She reconsiders me for a moment. "Huh, maybe you ain't so slow. — Yeah, but a man cain't scoff at what he don't believe to be truth."

Ouch. I've been schooled. I nod in acknowledgment of her point. We sit for a moment and each of us looks around the complex, then at each other.

"So, what can I do for you, Mr. Bartowski?"

"Chuck, please. I was told you worked for Jane Peterson before her death."

She seems surprised but nods. "I did. I worked for her every Monday, Wednesday, and Friday for a couple of decades, I s'pose. Till she got too crazy and ran me off near the end."

"I'm a detective and a case I'm working on has made me puzzled about Jane Peterson. Could I ask you a question or two about her?"

She shrugs. "If you want. We weren't never friends, you know, so if you want her heart's secrets, you need to find somebuddy else."

"I just wondered about her...odd behavior."

"All Miss Peterson's behavior was odd. What'd you have in mind?"

I pause for a moment. "I've heard she walked the grounds with a lantern. Is that true?"

"Yes," Edna says, nodding, "I used to have to try to fix up singed spots on her nightgowns."

"What was she doing? What was she looking for?"

Edna stares at me and shakes her head. "Not what, Chuck, who. That man who got her pregnant, what's his name?"

"Diamond?"

"Yeah, him. She was a-looking for him. He told her he was coming back and she believed it. Some nights, when it was really hot or when she'd gotten addled by something during the day, she'd get...mixed up...start thinking he was due to return. She'd light the lantern and go out to meet him."

"Did she say that's what she was doing?"

"Say? No not in so many words, I s'pose.
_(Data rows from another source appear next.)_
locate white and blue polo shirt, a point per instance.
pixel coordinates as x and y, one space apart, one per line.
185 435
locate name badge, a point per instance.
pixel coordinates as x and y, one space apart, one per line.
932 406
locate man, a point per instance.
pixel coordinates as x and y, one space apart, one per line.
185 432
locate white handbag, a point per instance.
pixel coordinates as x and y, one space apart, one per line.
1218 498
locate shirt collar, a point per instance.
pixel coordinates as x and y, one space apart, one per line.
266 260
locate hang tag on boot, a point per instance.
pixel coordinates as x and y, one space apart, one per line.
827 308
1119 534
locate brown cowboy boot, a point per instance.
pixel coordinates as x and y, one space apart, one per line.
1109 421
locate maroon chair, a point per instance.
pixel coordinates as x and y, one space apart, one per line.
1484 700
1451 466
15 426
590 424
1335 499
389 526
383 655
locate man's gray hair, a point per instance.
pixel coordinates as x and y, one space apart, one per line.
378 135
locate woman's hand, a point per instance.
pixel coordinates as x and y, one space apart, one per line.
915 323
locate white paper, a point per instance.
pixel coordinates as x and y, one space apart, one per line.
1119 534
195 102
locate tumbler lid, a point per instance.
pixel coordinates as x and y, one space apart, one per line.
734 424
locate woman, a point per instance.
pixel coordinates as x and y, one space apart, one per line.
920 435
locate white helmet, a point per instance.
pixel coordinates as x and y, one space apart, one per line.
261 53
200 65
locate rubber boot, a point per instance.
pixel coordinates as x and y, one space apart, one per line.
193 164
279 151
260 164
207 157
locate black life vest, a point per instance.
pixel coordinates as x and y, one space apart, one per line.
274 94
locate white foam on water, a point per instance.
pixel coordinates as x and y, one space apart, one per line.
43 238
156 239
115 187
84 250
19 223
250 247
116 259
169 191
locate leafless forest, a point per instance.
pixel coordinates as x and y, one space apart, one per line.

She just muttered about him, about seeing him."

"And I heard she used to sing...naked...on the upper balcony?"

Edna's wrinkled face smooths a bit as she laughs kindly. "Naked as Eve before the apple. She'd stand up there and sing old bluegrass songs, mostly."

"What was that about?"

"Diamond too. Story is he was working at the Hall and she'd taken a liking to him. Miss Peterson was a handsome beauty when young, but her daddy never let anyone near her. But one night no one else was around, and Miss Peterson took off her clothes and sang to Diamond from upstairs, beckoning him. Kinda a soft-core, Southern Romeo and Juliet scene, I s'pose.

"He climbed them steps inside right quick. And that was the beginning of things between them — and the beginning of the end of Miss Peterson…"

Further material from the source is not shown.